I hopefully didn’t give away much about the plot of last night’s “Enterprise” episode, so feel free to catch it in rebroadcasts this week and make your own judgment about it.
Last night’s “Angel,” on the other hand, was good solid fun. The episode starts off with a hilarious “commercial” about the law firm of Wolfram & Hart, promoting how the Los Angeles office’s new management, under President Angel, “won’t kill you so long as you don’t kill anyone,” with the new policy of doing good (stop the evil, as Team Angel, formerly of Angel Investigations, Inc., believe). Harmony, a ditzy blonde girl vampire, is Angel’s administrative assistant at Wolfram & Hart. In the Buffy-universe, Harmony was the popular girl in Sunnydale High School; when Spike made her a vampire, she was not very good at not being evil. When the tv guide said that the episode was Harmony-oriented, I wasn’t impressed at first.

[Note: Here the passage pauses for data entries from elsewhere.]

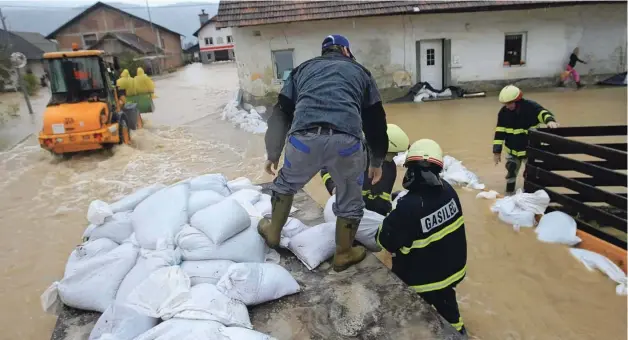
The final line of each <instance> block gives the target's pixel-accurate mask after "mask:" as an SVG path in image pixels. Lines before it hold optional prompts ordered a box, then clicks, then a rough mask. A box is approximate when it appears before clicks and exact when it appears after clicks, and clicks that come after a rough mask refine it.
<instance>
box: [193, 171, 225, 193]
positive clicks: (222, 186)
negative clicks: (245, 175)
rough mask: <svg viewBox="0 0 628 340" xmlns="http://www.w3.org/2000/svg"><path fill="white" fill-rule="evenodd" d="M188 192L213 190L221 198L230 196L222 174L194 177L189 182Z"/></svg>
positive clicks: (223, 177)
mask: <svg viewBox="0 0 628 340" xmlns="http://www.w3.org/2000/svg"><path fill="white" fill-rule="evenodd" d="M189 183H190V190H192V191H199V190H213V191H215V192H217V193H219V194H221V195H223V196H229V195H231V191H230V190H229V188H228V187H227V178H226V177H225V176H223V175H222V174H207V175H201V176H198V177H194V178H192V179H191V180H190V182H189Z"/></svg>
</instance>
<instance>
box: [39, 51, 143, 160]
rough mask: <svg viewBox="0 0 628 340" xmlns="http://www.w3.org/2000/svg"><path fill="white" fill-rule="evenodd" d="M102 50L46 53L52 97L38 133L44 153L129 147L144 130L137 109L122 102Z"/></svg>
mask: <svg viewBox="0 0 628 340" xmlns="http://www.w3.org/2000/svg"><path fill="white" fill-rule="evenodd" d="M103 56H104V52H103V51H71V52H52V53H46V54H44V59H45V60H46V64H47V67H48V71H49V74H50V90H51V92H52V96H51V98H50V102H49V103H48V105H47V107H46V110H45V111H44V114H43V127H42V130H41V132H40V134H39V144H40V145H41V147H42V148H44V149H46V150H49V151H50V152H52V153H54V154H57V155H67V154H69V153H72V152H78V151H85V150H96V149H103V148H111V147H112V146H113V145H115V144H129V143H130V142H131V132H130V130H135V129H137V128H141V127H142V117H141V116H140V113H139V112H138V110H137V108H136V105H135V104H125V103H124V102H123V101H120V100H119V99H118V90H117V88H116V87H115V85H114V79H112V73H111V70H110V69H109V68H108V67H107V64H106V62H105V61H104V59H103Z"/></svg>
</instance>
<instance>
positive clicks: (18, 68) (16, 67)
mask: <svg viewBox="0 0 628 340" xmlns="http://www.w3.org/2000/svg"><path fill="white" fill-rule="evenodd" d="M146 1H148V0H146ZM5 19H6V18H5V17H4V15H3V14H2V8H0V20H1V21H2V28H3V29H4V32H5V34H6V35H7V41H6V42H7V45H6V46H7V52H9V51H11V47H12V44H11V33H10V32H9V30H8V29H7V24H6V22H5ZM15 70H16V71H17V81H18V83H19V84H20V88H21V89H22V94H24V101H26V106H28V113H30V114H33V107H32V106H31V100H30V99H29V98H28V92H27V91H26V86H25V84H24V79H22V72H20V68H19V67H16V68H15Z"/></svg>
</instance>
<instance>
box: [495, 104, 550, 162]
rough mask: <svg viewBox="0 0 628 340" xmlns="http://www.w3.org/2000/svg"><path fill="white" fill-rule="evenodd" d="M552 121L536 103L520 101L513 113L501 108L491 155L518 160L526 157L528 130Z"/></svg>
mask: <svg viewBox="0 0 628 340" xmlns="http://www.w3.org/2000/svg"><path fill="white" fill-rule="evenodd" d="M553 121H554V115H553V114H552V113H551V112H549V111H548V110H546V109H545V108H543V107H542V106H541V105H539V104H538V103H536V102H534V101H532V100H528V99H521V100H520V101H518V102H517V107H516V109H515V110H514V111H510V110H508V109H507V108H506V107H502V109H501V110H500V111H499V114H498V115H497V126H496V127H495V137H494V138H493V153H501V152H502V145H504V146H505V148H504V149H505V150H506V153H508V154H511V155H513V156H515V157H518V158H524V157H526V148H527V147H528V130H529V129H531V128H535V127H538V126H540V125H541V124H547V123H549V122H553Z"/></svg>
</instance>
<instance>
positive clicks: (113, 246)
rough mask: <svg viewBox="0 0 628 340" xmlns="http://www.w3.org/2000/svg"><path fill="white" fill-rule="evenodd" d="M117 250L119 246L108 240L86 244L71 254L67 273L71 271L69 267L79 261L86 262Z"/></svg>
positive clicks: (66, 266) (70, 255)
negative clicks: (77, 261)
mask: <svg viewBox="0 0 628 340" xmlns="http://www.w3.org/2000/svg"><path fill="white" fill-rule="evenodd" d="M116 248H118V244H117V243H115V242H114V241H112V240H110V239H108V238H101V239H96V240H91V241H87V242H84V243H83V244H81V245H80V246H78V247H76V249H74V251H72V253H71V254H70V258H69V259H68V262H66V267H65V271H66V272H67V271H68V270H69V269H68V265H70V266H72V265H74V264H75V263H77V261H78V260H86V259H89V258H92V257H94V256H97V255H101V254H106V253H108V252H110V251H112V250H114V249H116Z"/></svg>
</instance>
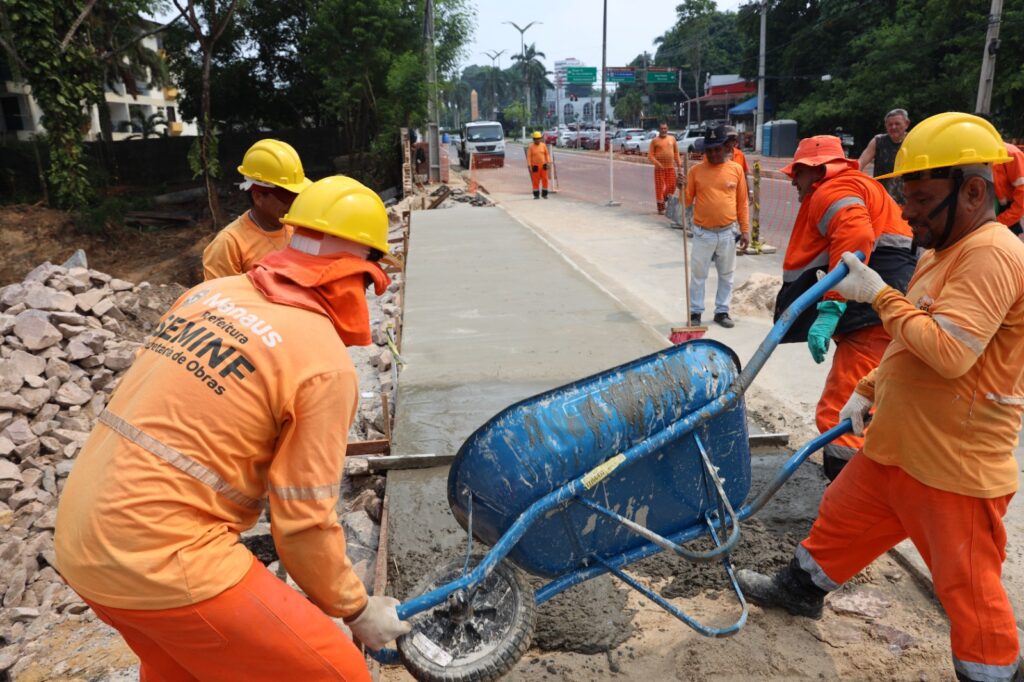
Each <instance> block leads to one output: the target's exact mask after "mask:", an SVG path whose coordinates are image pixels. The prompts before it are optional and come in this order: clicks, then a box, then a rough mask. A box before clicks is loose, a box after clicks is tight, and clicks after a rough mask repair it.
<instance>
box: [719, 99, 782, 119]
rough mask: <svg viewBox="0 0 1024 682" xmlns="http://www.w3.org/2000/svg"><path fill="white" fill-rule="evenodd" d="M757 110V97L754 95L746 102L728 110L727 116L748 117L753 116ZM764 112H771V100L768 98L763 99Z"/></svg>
mask: <svg viewBox="0 0 1024 682" xmlns="http://www.w3.org/2000/svg"><path fill="white" fill-rule="evenodd" d="M757 108H758V97H757V95H754V96H753V97H751V98H750V99H748V100H746V101H741V102H739V103H738V104H736V105H735V106H733V108H732V109H730V110H729V116H748V115H750V114H753V113H754V112H755V111H756V110H757ZM765 111H766V112H771V111H773V110H772V105H771V99H769V98H768V97H765Z"/></svg>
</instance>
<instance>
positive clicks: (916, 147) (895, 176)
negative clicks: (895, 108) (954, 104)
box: [876, 112, 1012, 179]
mask: <svg viewBox="0 0 1024 682" xmlns="http://www.w3.org/2000/svg"><path fill="white" fill-rule="evenodd" d="M1008 161H1012V158H1011V157H1010V155H1009V154H1008V153H1007V145H1006V144H1004V143H1002V138H1001V137H1000V136H999V133H998V131H996V130H995V128H994V127H993V126H992V124H991V123H989V122H988V121H986V120H985V119H983V118H981V117H978V116H973V115H971V114H962V113H959V112H946V113H945V114H936V115H935V116H932V117H929V118H927V119H925V120H924V121H922V122H921V123H919V124H918V125H916V126H915V127H914V128H913V130H911V131H910V132H909V133H907V136H906V139H904V140H903V143H902V144H901V145H900V147H899V152H897V153H896V163H895V164H894V166H893V169H894V170H893V172H892V173H886V174H885V175H879V176H877V177H876V179H885V178H887V177H896V176H899V175H906V174H907V173H918V172H920V171H926V170H932V169H936V168H946V167H949V166H970V165H973V164H1004V163H1007V162H1008Z"/></svg>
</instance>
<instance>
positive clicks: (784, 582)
mask: <svg viewBox="0 0 1024 682" xmlns="http://www.w3.org/2000/svg"><path fill="white" fill-rule="evenodd" d="M736 580H737V581H738V582H739V587H740V588H742V590H743V596H744V597H746V600H748V601H749V602H751V603H752V604H757V605H758V606H762V607H765V606H779V607H781V608H784V609H785V610H787V611H790V612H791V613H793V614H794V615H803V616H804V617H808V619H814V620H815V621H817V620H818V619H820V617H821V611H822V609H823V607H824V603H825V595H826V594H828V593H827V592H825V591H824V590H822V589H821V588H819V587H818V586H817V585H815V584H814V582H813V581H812V580H811V576H810V573H808V572H807V571H806V570H804V569H803V568H801V567H800V563H799V562H798V561H797V559H796V558H793V559H791V560H790V565H787V566H786V567H784V568H782V570H780V571H778V572H777V573H775V576H773V577H771V578H769V577H768V576H765V574H763V573H759V572H757V571H754V570H746V569H745V568H744V569H741V570H739V571H737V572H736Z"/></svg>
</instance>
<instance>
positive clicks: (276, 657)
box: [54, 176, 410, 681]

But, the episode was interesting – a weird comedic mystery. Harmony becomes a lot more three-dimensional, but there’s good humor in it. Moving into the Angel world, Harmony’s finding the attempt to be on the side of good to be hard. Unlike Angel and Spike, she doesn’t have a soul; but, she’s obligated to not feed on people anymore while working under the new management of the firm (she needs a job to pay the rent, and unlike Angel, Harmony’s not into angstiness, I guess). But, being the Boss’ assistant doesn’t make her popular in the firm; she’s sitting in the lounge and no one wants to talk to her about the workplace gossip. And, then there’s that matter about the dead guy in her bedroom – Harmony’s in deep trouble and bops a few heads in the attempt to prove she didn’t really commit murder. As Angel says, “Why don’t you just come to me for help?” (and considering his recent behavior, who could blame Harmony for not wanting to go to him?). While Harmony could be bugged about Spike’s continuing infatuation for Buffy, she aims to think positive – she might not be the same popular girl, but she matters in this world.
In the middle of all this, Angel is trying to remain sane in the insane world – but he’s feeling the strain. He and Spike are going to have to figure out who’s the vampire-with-a-soul-with-a-destiny. “Angel” has been hitting better than last season. It better keep it going with the quality and storytelling.